# terrapin and fish?



## emc7 (Jul 23, 2005)

Lately, two different people have asked me something like "whats the most aggressive cichlid?" Because they were looking for something to keep with a turtle or terrapin. Aside from this video http://video.nationalgeographic.com...piny-rayed-fish/cichlid_fightingterrapin.html, I have no idea how cichlids and and reptiles interact. Is keeping cichlids with terrapins a good idea? Are mean fish better tank mates, or would something big (to be hard to eat) and fast (to be hard to catch) be a better choice? Do aggressive fish hurt terrapins? I'm not planning on getting any, but I like to know how to answer questions.


----------



## Hoyo12 (May 18, 2009)

I had a Oscar and a African Cichlid with a Terrapin... the African Cichlid picked at anything that was exposed (Legs, mostly), but the Oscar never touched him. Although, he looked like he wanted to eat him, lol.
It does work out for some people. I know quite a few that have turtles with fairly large Cichlids such as Midas, Parrots, Cubans, etc.


----------



## Guest (Feb 3, 2010)

Awe Hoyo, where did the santa hat go on your ghost knife avatar?
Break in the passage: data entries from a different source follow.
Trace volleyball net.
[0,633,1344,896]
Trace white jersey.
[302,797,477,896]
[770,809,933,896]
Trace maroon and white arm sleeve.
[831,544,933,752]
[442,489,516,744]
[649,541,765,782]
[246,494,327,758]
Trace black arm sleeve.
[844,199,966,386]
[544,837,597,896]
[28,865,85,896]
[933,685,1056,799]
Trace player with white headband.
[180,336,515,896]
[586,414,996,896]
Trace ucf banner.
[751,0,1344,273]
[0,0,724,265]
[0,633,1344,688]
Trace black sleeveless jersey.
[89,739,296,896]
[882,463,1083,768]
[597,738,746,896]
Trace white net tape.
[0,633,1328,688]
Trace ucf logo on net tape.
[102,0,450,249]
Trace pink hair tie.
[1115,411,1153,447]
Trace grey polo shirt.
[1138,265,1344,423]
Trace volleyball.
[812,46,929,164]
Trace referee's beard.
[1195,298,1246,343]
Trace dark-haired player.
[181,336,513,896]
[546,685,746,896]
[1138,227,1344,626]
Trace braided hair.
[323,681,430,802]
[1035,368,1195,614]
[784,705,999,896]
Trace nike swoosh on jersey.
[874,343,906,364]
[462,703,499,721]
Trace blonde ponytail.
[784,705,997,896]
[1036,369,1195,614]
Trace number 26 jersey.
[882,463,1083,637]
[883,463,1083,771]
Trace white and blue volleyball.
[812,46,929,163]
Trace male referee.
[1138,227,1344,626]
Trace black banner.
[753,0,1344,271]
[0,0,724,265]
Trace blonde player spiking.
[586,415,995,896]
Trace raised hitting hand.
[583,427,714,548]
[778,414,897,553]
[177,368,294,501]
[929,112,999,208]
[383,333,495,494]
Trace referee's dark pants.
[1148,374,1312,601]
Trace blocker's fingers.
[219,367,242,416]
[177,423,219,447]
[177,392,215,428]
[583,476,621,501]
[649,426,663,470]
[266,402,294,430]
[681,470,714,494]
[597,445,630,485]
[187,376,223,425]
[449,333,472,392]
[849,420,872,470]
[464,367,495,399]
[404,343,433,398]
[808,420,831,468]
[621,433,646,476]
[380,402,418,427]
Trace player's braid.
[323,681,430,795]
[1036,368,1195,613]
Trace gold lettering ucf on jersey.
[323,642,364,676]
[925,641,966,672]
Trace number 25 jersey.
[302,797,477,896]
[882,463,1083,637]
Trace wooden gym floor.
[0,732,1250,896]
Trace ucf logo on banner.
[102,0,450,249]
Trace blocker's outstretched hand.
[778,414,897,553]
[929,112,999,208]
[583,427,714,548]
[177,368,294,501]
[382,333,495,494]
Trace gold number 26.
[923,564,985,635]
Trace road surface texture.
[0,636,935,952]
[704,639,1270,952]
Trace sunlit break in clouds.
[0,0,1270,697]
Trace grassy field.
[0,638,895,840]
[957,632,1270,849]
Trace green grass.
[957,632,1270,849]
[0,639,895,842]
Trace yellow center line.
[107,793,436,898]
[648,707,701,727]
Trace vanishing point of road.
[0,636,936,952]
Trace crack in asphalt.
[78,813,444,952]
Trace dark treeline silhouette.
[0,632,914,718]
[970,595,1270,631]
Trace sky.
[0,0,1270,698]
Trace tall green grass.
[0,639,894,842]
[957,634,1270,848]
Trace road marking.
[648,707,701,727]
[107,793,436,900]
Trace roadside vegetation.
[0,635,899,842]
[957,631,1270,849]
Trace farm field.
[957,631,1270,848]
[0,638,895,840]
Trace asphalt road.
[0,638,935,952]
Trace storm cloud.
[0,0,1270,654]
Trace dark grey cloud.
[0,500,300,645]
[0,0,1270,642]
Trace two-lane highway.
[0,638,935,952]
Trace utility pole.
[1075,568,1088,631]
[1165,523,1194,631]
emc7, I would actually imagine the the smaller fish would give the terrapin more trouble than the big fish. They are more curious it seems, and as hoyo said, I would imagine them to nip on any exposed flesh. Given ample territory I think it can easily work.


----------



## jakeelvin123 (Jul 1, 2007)

I wouldn't paticulary be worried about the fish attacking the terrapin but the terrapin attacking the fish!. I've witnessed a Yellow Bellied Slider kill a oscar alot bigger than itself!. If any thing, make sure the fish is too big to be eaten and wont bother the tutle to much (bottom feeders) like Plecos and various catfish!.


----------



## DTetras2 (Jan 20, 2010)

Small, fast, fish can be easily kept with turtles. My friend successfully keeps serpae tetras, zebra danios, and a ruby shark with a painted turtle and a musk turtle. If the turtles can't catch the fish, it will work.


----------